Оставил я город Москву, который уже в ином виде должен был узреть. В самую минуту выезда моего из Рогожской заставы вместе со мною проехала чья-то погребальная процессия, и потом, странное дело, во всю дорогу все говорило мне о смерти, все напоминало об ней. На станции Мошки, близ Мурома, захотелось мне отдохнуть; я был тогда неприхотлив и растянулся на голой лавке. На ней же, повыше меня, лежало что-то длинное, покрытое простыней; входя в избу, спросонья мне показалось, что это собранный холст. Проснувшись поутру, я увидел, что это труп покойника, положенный под образа, и что я проспал у ног его. На другой станции, за Муромом, нашел я в почтовой избе вынос тела младенца.

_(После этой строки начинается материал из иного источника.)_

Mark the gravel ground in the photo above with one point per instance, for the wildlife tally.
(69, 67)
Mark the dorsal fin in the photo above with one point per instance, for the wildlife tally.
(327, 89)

Далее, за Арзамасом, глас смерти сделался мне как будто еще слышнее; у меня правил лошадьми молодой, красивый парень, который так и заливался слезами; когда я спросил его о причине, он отвечал мне: «Да что, барин, у меня и руки и ноги трясутся, я себя не помню; ребята сказывали, что у меня отец помер на той станции, куда мы едем. Ох, да кабы ты знал, как я люблю его!» Подъезжая ночью к Саранску, в сильном волнении, сквозь слезы смотрел я на чистое небо, усеянное звездами; вдруг одна отделилась от них и упала. Я упрямился, а небо не хотело оставить мне минуты сомнения. Я все это помню как диво, хотя и очень знаю, что не для меня, многогрешного, могут твориться чудеса, и передаю это просто, как оно было, читателю: поверит ли он мне или не поверит, мне все равно. С этого времени началось мое суеверие.



[i] Поэт-партизан Д.В.Давыдов говорил, что А.Н.Голицын «отличался подлостью, притворным интриганством, порочными вкусами, на Востоке столь распространенными». Пушкин в эпиграмме (1819) на А.Н. Голицына говорит: «Вот Хвостовой [А.П., о которой так много пишет Вигель] покровитель, вот холопская душа. Просвещения губитель, покровитель Бантыша! Напирайте, ради Бога, на него со всех сторон! Не попробовать ли сзади? Здесь всего слабее он».

[ii] Название издаваемого тогда в Гамбурге французского журнала, у нас многими получаемого. — Авт.

[iii] Мне сказывал Загоскин, что во время малолетства случалось ему с Родителями гулять на Тверском бульваре. Он помнит толпу, с любопытством, в почтительном расстоянии идущую за небольшим человечком, который то шибко шел, то останавливался, вынимал бумажку и на ней что-то писал, а потом опять пускался бежать. «Вот Шаликов, — говорили Шепотом, указывая на него, — и вот минуты его вдохновения». — Авт.

[iv] Екатерина Андреевна Карамзина была побочной дочерью А И. Вяземского.

[v] Сын его А.В.Капнист был прикосновенен к тайным обществам, из которых вышел заговор декабристов, другой — С.В. — был женат на сестре декабристов Муравьевых-Апостолов.

[vi] Имеется в виду Н.В.Гоголь, которого Вигель ненавидел особенно за «Мертвые души». Позднее он превозносил Гоголя за «Переписку с друзьями».

[vii] Д. Н. Блудов (1785—1864), очень образованный и одаренный, был деятельным участником «Арзамаса» в борьбе этого общества с литературными староверами. Близкий приятель арзамасцев — будущих декабристов, Блудов в политическом отношении был очень осторожен и даже не был под следствием по делу о заговоре. Николай I привлек даже его к участию в работах следственной комиссии и составлению известного «Донесения» этой комиссии, в котором очернены все лучшие представители тогдашнего русского общества. Блудов вызвал справедливые резкие отзывы своих бывших друзей. Николай очень ценил административные и литературные таланты Блудова — назначал его на ответственные государственные посты, поручал ему составлять манифесты. При Александре II Блудов снова стал проявлять либерализм своей молодости.

[viii] Ривароль — французский политический деятель и писатель, в 1783 г. выпустил «Маленький альманах наших великих людей», где дал ядовитые характеристики тогдашних французских мелких писателей; в 1790 году выпустил «Малый словарь великих людей революции», представляющий собой коллекцию злых характеристик.

[ix] А.Ф.Лабзин, между прочим, известен своими общественно-политическими выступлениями. Он очень резко выступил публично против избрания Аракчеева в почетные члены Академии художеств. Когда же другие члены Академии указали на то, что Аракчеева надо выбрать, так как он самое близкое лицо к государю, то Лабзин сказал, что в таком случае надо выбрать и царского кучера, который сидит еще ближе к царю.